Friday, January 13, 2023
Valley of the Sun A, 2nd Level (Sheraton Phoenix Downtown)
* noted as presenting author
Patrick Weber, PhD, Research Associate, University of Applied Sciences and Arts Northwestern Switzerland, Olten, Switzerland
Background and Purpose

Research has well documented the impact of direct homonegative behavior and indirect homonegative behavior (microaggressions) on the well-being of gay adolescents. To reduce homonegative behaviors among adolescents, there is a need for multi-perspective prevention and intervention strategies. To develop such strategies, it is important to understand the factors responsible for homonegative behavior.

Against this background, the present study aimed to identify predictors of direct and indirect homonegative behavior by developing and testing a comprehensive explanatory model.

The multifactorial theoretical model consisted of twelve individual-level factors and six context-level factors. Hypotheses included prediction of direct as well as indirect effects mediated by homonegative attitudes or general aggressive behavior toward peers. We controlled the model for gender, migration background, age, urbanity, and formal school level.


From September 2019 to January 2020, we visited 151 high school classes in 30 public schools of a cluster sample in the German-speaking part of Switzerland, and asked the 8th and 9th year students to participate in the survey.

Data were collected using an anonymous, self-administered questionnaire completed during school lessons. To capture direct (e.g. had made fun of a person who is gay) and indirect (e.g. had used phrases such as ‘that’s so gay’) homonegative behavior, we used two scales comprising five items each, that had proved to be adequate in a German-speaking context and showed good psychometric characteristics. Response options ranged on a five-point-Likert scale from 0="never" to 4= "very often". The internal consistency of these scales was good (Cronbach’s α=0.77/0.81).

Data were analyzed using descriptive statistics and structural equation modeling (maximum likelihood estimation).


The sample included 2210 heterosexual adolescents, aged 12–18, 1149 in the eighth and 1061 in the ninth year of school, 45.9% female, 54.1% male, and 50.1% with an immigration background.

The following seven individual-level factors were found to be significant: negative cognitive attitudes toward gay men, aggressive behavior toward peers, religiosity, social dominance orientation, importance of one's sexual orientation, attitudes toward traditional masculinity, and empathy. At the contextual level, there are four factors: expectations of parents, expectations of best friends, homonegative school climate, and norms of respect in the classroom. In addition, the control variables gender (male) and migration background have a significant effect. All of these variables have direct and/or indirect effects on direct and indirect homonegative behavior. Together, they form the explanatory model for homonegative behavior in adolescents. (SRMR=0.0183, RMSEA=0.03 und TLI=0.98, adj.R2=0.25/0.48). Most of the predictors of the explanatory model showed medium to strong effects.

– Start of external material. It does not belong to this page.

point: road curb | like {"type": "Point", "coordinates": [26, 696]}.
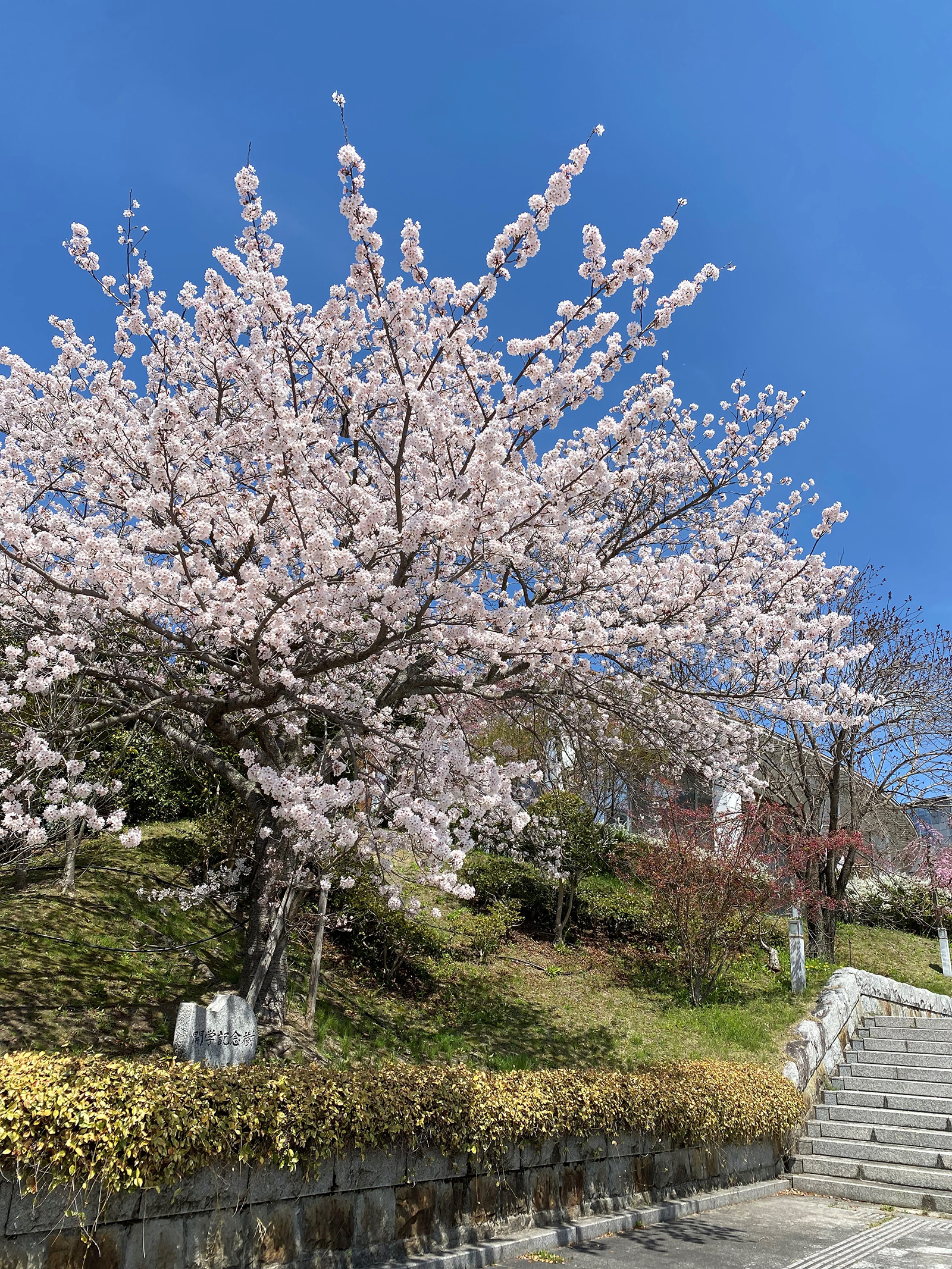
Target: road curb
{"type": "Point", "coordinates": [478, 1255]}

This is the first study that tested such a complex and comprehensive theoretical model. The tested model explained 25% of the variance in direct homonegative behavior, 48% of the variance in indirect homonegative behavior (microaggressions), 24.0% of the variance of aggressive behavior toward peers, and even 64.0% of the variance of negative cognitive attitudes toward gay men.

The findings provide a well-founded understanding of the mechanisms underlying homonegative behavior and provide leverage points for developing intervention and prevention strategies for adolescents.